Jean de Léry diz serem os “Uetacá invencíveis nessa região” e também

praticantes da antropofagia, e acrescenta ainda que eram “donos de uma linguagem que

seus vizinhos não entendem” (LÉRY, 1967, p. 70). Léry procura em sua descrição

retratar os Uetacá como “os mais cruéis e terríveis” que se podiam encontrar por essas

terras. Chama-os de “diabólicos” e caracteriza sua antropofagia dizendo que são

“comedores de carne humana, como cães e lobos” (LÉRY, 1967, p. 70), parecendo

também referir-se aos Uetacá quando mais à frente em uma comparação refere-se “à

maneira dos selvagens guaitaká[1], que mastigam e engolem a carne crua” (LÉRY,

1967, p. 82). É preciso, porém, colocar entre parênteses essa descrição, uma vez que,

diante das circunstâncias do início da colonização, isso que está sendo chamado de

conduta terrível, diabólica, cruel, animalesca e indomável, pode ser muito mais, na

verdade, um signo da resistência dos Uetacá, que não se deixaram enganar e dominar,

ainda que a antropofagia ritual seja um costume dos povos nativos dessas nossas terras

ancestrais, a maneira grotesca apresentada pelos Uetacá pode exprimir uma revolta

violenta diante da situação em que se encontram.
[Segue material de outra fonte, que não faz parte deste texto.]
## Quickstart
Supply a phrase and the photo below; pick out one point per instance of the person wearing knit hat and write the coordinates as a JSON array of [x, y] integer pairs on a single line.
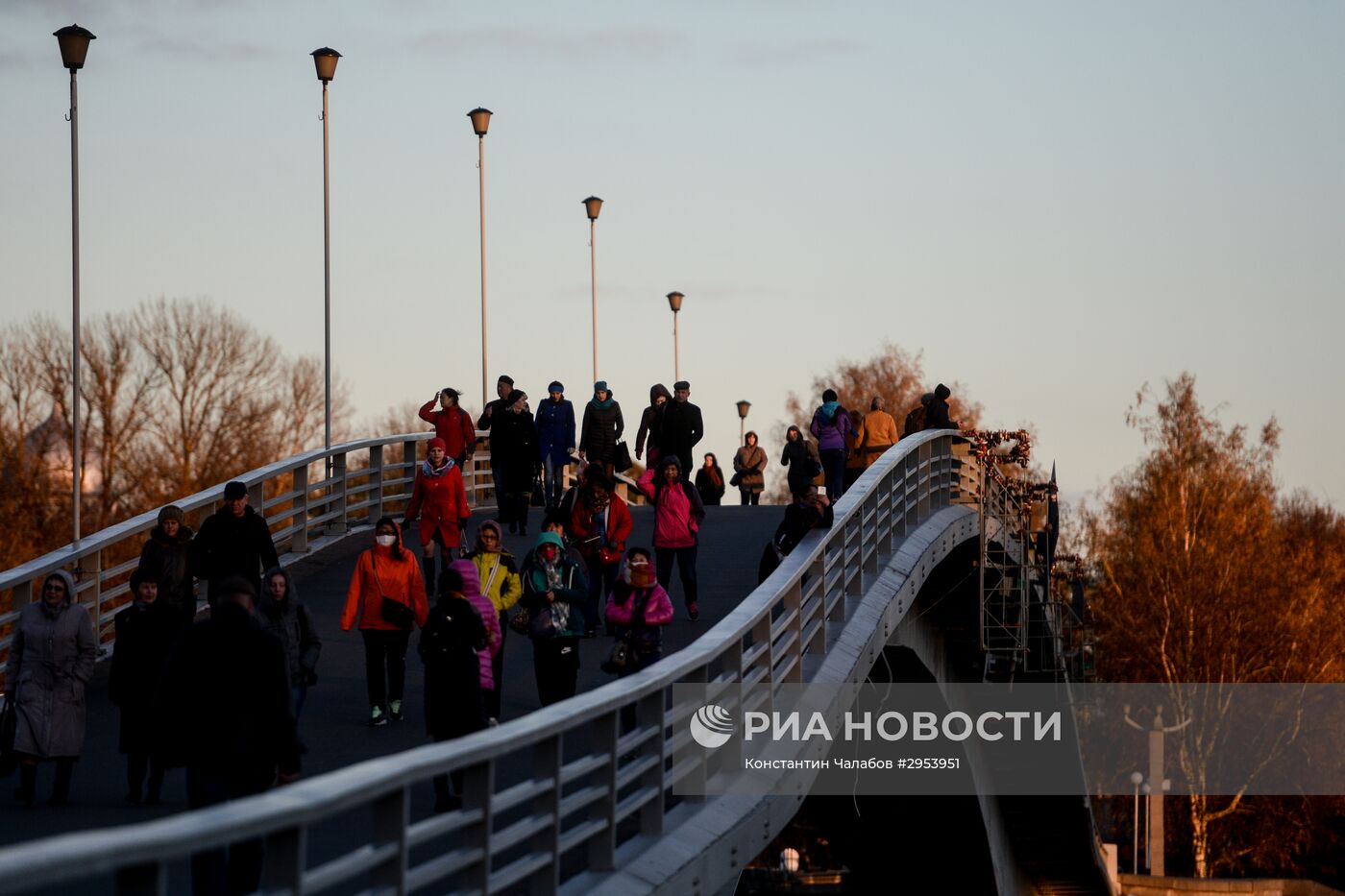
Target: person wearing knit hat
[[165, 559], [602, 426], [515, 456], [553, 596], [681, 426], [440, 500], [555, 440], [452, 424], [232, 541]]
Em notas do livro de Jean de Léry, Plínio Ayrosa caracteriza os Uetacá como

um povo que foi considerado famoso “pela rusticidade de costumes e pela crueldade

com que tratavam seus inimigos” (AYROSA, in LÉRY, 1967, p. 70, nota 118),

insistindo que a conduta que tornou os Uetacá famosos entre os invasores era aquela

que estes chamavam de “crueldade”. Em que sentido histórico-contextual, porém, esta

“crueldade” pôde ser caracterizada não é algo que venha à tona na mente dos invasores.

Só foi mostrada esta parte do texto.